Didier par les siens Extraits de quelques-uns des hommages qui lui ont été rendus
- De son fils Émile :
Mot d'adieu "Papa" –
« Il est né ici, entre le Jura et les Alpes, entouré de montagnes, d’un lac, de forêts. Son destin était donc d’aimer la montagne, la forêt et puis un peu l’eau, même s’il détestait nager. Toute son enfance il a crapahuté dans les gentianes, dans l’herbe du Haut Jura. [...] Au début il voulait être guide de haute montagne, certainement un rêve d’enfant, puisqu’il préféra bientôt la forêt. Cette forêt qui lui fit découvrir l’Afrique, puisqu’il partit en volontaire là bas, afin d’y planter des arbres. [...]
Là où la forêt domine, il trouva du travail. Presque dans les landes, à deux pas de la mer et trois pas des Pyrénées. L’endroit idéal pour ses trois passions. Il essaya la voile, découvrit les montagnes du Sud et les grandes étendues de Pins. [...]
L’expert forestier passa beaucoup de temps sur des plans, dans son bureau, écrivant des comptes-rendus de ce qu’il avait vu dans les forêts de ses clients. Bien entendu, il délaissait souvent son écran et son clavier pour partir en forêt, pour se dérouiller disait-il. Il ne supportait pas l’enfermement, et préférait marcher des heures dans les hautes fougères, les ronces et les nuées de moustiques. C’était un homme de terrain. Il avançait à travers les arbres enchevêtrés, sautait les fossés et marchait toujours et encore. Infatigable, tenace, parfois un peu trop : il aimait tout vérifier, être sûr qu’il ne manquait pas un hectare ici où là dans son expertise. Il a vu passer Martin, Klaus, Xynthia… trois tempêtes et il était encore là à marcher et mesurer les dégâts. Peu à peu, le Gessien se transformait en Landais, amoureux de ces forêts de Pins pourtant si uniformément linéaires et horizontales. Les hautes cimes brûlées par les chenilles, jaunes de pollen et répandant dans l’air un parfum de résine, c’était son Jura à lui. Il était passé du sapin alourdi par les neiges au pin caressé par le souffle salé de la mer. Il s’était éloigné des sentiers vallonnés pour se faufiler sur les pas des chevreuils. Son métier n’était après tout qu’un prolongement de son enfance, un travail d’amour et non de nécessité.

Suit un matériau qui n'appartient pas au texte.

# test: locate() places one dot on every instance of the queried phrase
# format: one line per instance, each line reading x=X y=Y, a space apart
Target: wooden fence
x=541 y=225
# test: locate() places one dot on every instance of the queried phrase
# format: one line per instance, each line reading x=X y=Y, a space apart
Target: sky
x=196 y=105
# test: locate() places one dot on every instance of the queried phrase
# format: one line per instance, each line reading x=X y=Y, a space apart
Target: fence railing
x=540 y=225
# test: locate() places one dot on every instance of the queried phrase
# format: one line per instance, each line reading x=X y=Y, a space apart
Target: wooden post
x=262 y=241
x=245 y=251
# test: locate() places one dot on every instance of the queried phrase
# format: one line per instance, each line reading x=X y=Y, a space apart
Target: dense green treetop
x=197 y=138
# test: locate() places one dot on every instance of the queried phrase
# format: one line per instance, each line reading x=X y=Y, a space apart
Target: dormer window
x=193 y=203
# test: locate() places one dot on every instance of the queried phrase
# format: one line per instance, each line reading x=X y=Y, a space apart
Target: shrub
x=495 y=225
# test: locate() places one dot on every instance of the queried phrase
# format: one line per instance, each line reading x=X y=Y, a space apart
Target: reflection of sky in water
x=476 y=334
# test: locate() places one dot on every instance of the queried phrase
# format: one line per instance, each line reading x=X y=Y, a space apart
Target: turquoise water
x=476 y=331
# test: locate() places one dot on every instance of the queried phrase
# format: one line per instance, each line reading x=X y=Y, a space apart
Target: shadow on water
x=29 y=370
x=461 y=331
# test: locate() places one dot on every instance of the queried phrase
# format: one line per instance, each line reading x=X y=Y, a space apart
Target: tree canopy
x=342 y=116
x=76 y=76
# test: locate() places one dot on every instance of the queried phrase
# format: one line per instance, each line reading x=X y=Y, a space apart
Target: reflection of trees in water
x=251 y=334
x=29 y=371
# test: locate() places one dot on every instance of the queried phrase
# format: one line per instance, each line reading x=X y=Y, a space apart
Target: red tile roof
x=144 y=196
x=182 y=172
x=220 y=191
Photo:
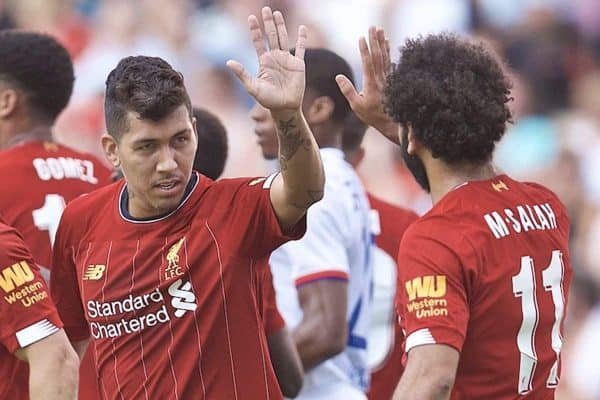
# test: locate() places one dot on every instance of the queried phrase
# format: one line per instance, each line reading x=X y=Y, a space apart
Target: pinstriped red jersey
x=487 y=272
x=169 y=304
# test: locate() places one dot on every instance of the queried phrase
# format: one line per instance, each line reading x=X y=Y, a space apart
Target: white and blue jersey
x=338 y=244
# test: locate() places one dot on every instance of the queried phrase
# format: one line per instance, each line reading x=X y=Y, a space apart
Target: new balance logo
x=15 y=276
x=94 y=272
x=183 y=299
x=426 y=286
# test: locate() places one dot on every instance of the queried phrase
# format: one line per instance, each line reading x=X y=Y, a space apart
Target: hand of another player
x=376 y=65
x=281 y=78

Dans le Sud-Ouest, son engagement allait peu à peu se renforcer et il commença un nouveau combat. En effet, l’avenir des pins l’inquiétait : le productivisme, la science aveugle et l’oubli des savoirs anciens mettaient en péril la forêt face aux ouragans. Des arbres plus grands plus vites, mais aussi plus fragiles. Aidé d’amis, il s’était lancé dans la promotion d’une forêt plus saine, qui concilierait économie et écologie. Non pas comme la volonté actuelle de séparer zones de production intensives de quelques rares niches naturelles où le marcheur lambda pourrait photographier de jolies fleurs. Non. Il voulait croire en une réconciliation générale entre l’Homme et la nature qu’il aimait tant. Son combat, il était en train de le gagner, il l’aurait gagné. Il s’est arrêté là. Et ceux qu’il a convaincus le gagneront pour lui.»
Texte intégral : http://www.pijouls.com/blog/wp-content/uploads/2014/11/Papa.pdf
- De son ami et collègue Jean-Bernard Carreau :
Discours en mémoire de Didier
« Nous avons un peu marché pour arriver ici. Didier aimait marcher, il ne tenait pas en place. [...]

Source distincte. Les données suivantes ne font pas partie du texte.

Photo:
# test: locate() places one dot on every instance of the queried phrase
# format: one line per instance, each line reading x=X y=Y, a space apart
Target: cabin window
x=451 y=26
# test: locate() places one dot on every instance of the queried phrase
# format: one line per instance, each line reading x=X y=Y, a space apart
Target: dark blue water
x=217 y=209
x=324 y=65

Nous nous sommes connus à Poisy, l'autre école préparant au BTS "productions forestières" d'alors. [...] Didier dispensait déjà cette joie de vivre, cette soif de contacts, et son sourire était irrésistible.
Dès son arrivée en Aquitaine, il devint enseignant au Lycée Forestier de Bazas de 1979 à 1981, par passion de transmettre un savoir, de partager des points de vue. Les années 80 furent pour lui les années "CAFSO et UCFA", ancêtres de la CAFSA actuelle. De 1983 à 1990, il fut adjoint au chef d'agence de Marcheprime et intégra le service des techniques sylvicoles. Jean-Marie Porquet m'a dit : « j'ai très bien connu et apprécié Didier, surtout du temps où avec Roger Zapata nous formions une équipe passionnée par l'évolution des techniques et où l'amitié rimait avec notre travail». [...]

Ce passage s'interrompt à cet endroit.